Mobra Films/Adi Paduretu
Alex Potocean as Adi and Anamaria Marinca as Otilia in "4 Months, 3 Weeks and 2 Days."
After a strong and diverse weekend kickoff to the spring indie-release season (as reported by indieWIRE), it appears that this year's art-house film that could, "4 Months, 3 Weeks and 2 Days," has achieved a milestone of sorts. Admittedly, $1 million in cumulative box-office receipts sounds like nothing special; a hit Hollywood movie might earn that much in a couple of hours of nationwide release. When you're talking about an abortion-themed thriller set in Communist-era Romania, and a film economy in which very few foreign-language releases make even half that much money, you begin to see why this is news. ("4 Months" is only playing on 44 screens in the United States -- and that's its widest distribution to date.)

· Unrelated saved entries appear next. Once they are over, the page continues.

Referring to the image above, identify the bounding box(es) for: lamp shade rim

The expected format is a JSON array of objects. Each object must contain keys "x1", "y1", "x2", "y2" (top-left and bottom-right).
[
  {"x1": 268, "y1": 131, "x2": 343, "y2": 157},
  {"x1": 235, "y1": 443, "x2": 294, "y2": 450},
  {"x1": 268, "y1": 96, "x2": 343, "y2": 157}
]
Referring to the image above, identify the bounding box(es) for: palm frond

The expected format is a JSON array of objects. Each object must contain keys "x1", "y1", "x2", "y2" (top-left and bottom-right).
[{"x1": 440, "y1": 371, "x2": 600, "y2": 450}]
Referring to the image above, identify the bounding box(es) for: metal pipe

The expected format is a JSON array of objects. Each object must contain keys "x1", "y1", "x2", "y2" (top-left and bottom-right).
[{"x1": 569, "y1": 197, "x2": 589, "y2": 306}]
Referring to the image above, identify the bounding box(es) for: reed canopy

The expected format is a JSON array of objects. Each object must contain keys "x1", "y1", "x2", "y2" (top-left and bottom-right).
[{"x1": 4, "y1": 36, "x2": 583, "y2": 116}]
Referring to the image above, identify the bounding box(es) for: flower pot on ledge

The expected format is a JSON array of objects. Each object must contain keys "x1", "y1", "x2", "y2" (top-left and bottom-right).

At the very least, the modest success of Cristian Mungiu's film suggests that the theatrical audience for challenging foreign-language has not entirely evaporated, or defaulted to the safety of its living-room gizmos. What I want to know now, along with everybody else involved with the "specialty" film business, is how much more money "4 Months" has generated on-demand through IFC's cable-TV outlet. At least for the moment, IFC's strategy of simultaneously releasing films in theaters and on cable (but not on DVD), no longer looks like a desperate rear-guard action, or like the wave of the future. It's working right now. (Yes, attentive readers, I have appeared on IFC's TV network many times. They don't pay my salary and I'm not shilling for them.)